C'è una differenza importante tra queste due cose:
Comunicazione Prima
Il bambino preme "Voglio succo" e il dispositivo lo dice. Il bambino ha ottenuto ciò di cui aveva bisogno. Compito completato.
Apprendimento Prima
Il bambino esplora parole sul cibo, scopre "succo" nel contesto, lo sente pronunciato, inizia a capire come si collega a "bere", "tazza" e "per favore". La lingua cresce.
Entrambi contano. Ma la maggior parte delle app AAC fa solo la prima cosa. Il dispositivo parla per il bambino, e lì si ferma.
Un approccio "apprendimento prima" tratta ogni interazione come un'opportunità per costruire comprensione. Il bambino non sta solo usando la lingua. La sta assorbendo. Sta imparando cosa significano le parole, come si relazionano tra loro e come si costruiscono le frasi.
Perché la Comprensione Conta per Ogni Bambino
Ecco qualcosa che i genitori non sentono sempre dai professionisti: un bambino che non parla può comunque capire molto.
Ricerche dell'Autism Research Institute hanno scoperto che i bambini non verbali e minimamente verbali con autismo spesso capiscono molto più linguaggio di quanto riescano a produrre.
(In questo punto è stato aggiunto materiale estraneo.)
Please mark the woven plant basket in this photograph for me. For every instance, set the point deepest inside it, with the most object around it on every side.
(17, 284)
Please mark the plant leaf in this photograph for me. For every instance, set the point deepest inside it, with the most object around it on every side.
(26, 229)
Questo divario tra comprensione e produzione è ben documentato nel campo.
Questo è importante perché significa che l'apprendimento linguistico ha valore per ogni bambino dello spettro, indipendentemente dal fatto che quel bambino alla fine parli, comunichi principalmente tramite un dispositivo o usi una combinazione di entrambi.
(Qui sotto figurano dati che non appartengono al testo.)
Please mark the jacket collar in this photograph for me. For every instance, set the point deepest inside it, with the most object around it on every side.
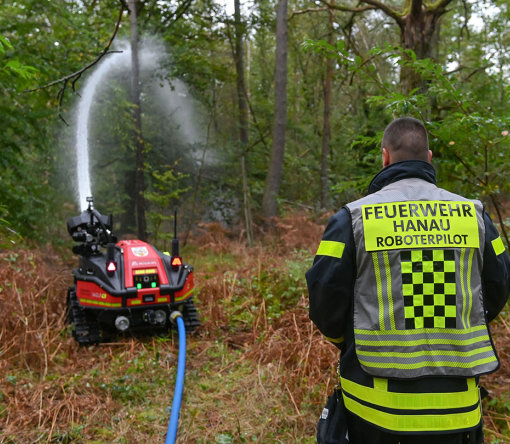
(402, 170)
- Per i bambini che sviluppano il linguaggio: Costruire vocabolario, categorie e struttura delle frasi attraverso l'AAC dà loro la base linguistica di cui hanno bisogno. Lo strumento AAC ha sostenuto il loro viaggio verso il linguaggio parlato.
- Per i bambini che comunicano tramite AAC a lungo termine: Una comprensione linguistica più profonda significa che possono esprimere pensieri più complessi, capire di più del mondo intorno a loro e comunicare con maggiore indipendenza. Lo strumento AAC ha sostenuto il loro viaggio verso una comunicazione più ricca.
- Per i bambini da qualche parte in mezzo: Molti bambini usano un mix di linguaggio parlato e AAC, e l'equilibrio può cambiare nel tempo. Uno strumento "apprendimento prima" li incontra dove sono e continua a costruire.
Il punto è che il viaggio di ogni bambino è diverso, e nessuno di loro è un fallimento. Uno strumento che insegna la lingua ha valore indipendentemente dal percorso che il bambino sceglie.
Come Appare Questo in ChirpBot
Quando abbiamo costruito ChirpBot, questa idea ha plasmato ogni decisione di design. Invece di partire da una griglia piatta di pulsanti di comunicazione, abbiamo creato un sistema a 7 livelli che insegna la lingua in modo progressivo:
- Livello 1 - Parole singole: cibo, animali, persone, luoghi. Concreto, familiare, significativo.
- Livello 2 - Parole d'azione vengono introdotte. "Mangiare", "andare", "giocare". Il bambino inizia a collegare sostantivi a verbi.
- Livello 3 - Persone e pronomi. "Io", "tu", "mamma", "papà". La lingua diventa personale.
- Livello 4 - Descrizioni. "Grande", "caldo", "veloce". Il bambino può ora specificare ciò che intende.
- Livello 5 - Tempo. "Ora", "dopo", "mattina". Inizia il pensiero astratto.
- Livello 6 - Emozioni. "Felice", "spaventato", "frustrato". Il vocabolario emotivo si apre.
- Livello 7 - Comunicazione completa. Frasi, congiunzioni grammaticali, espressione complessa.
Ogni livello si basa sul precedente. Un bambino non salta direttamente a frasi complesse.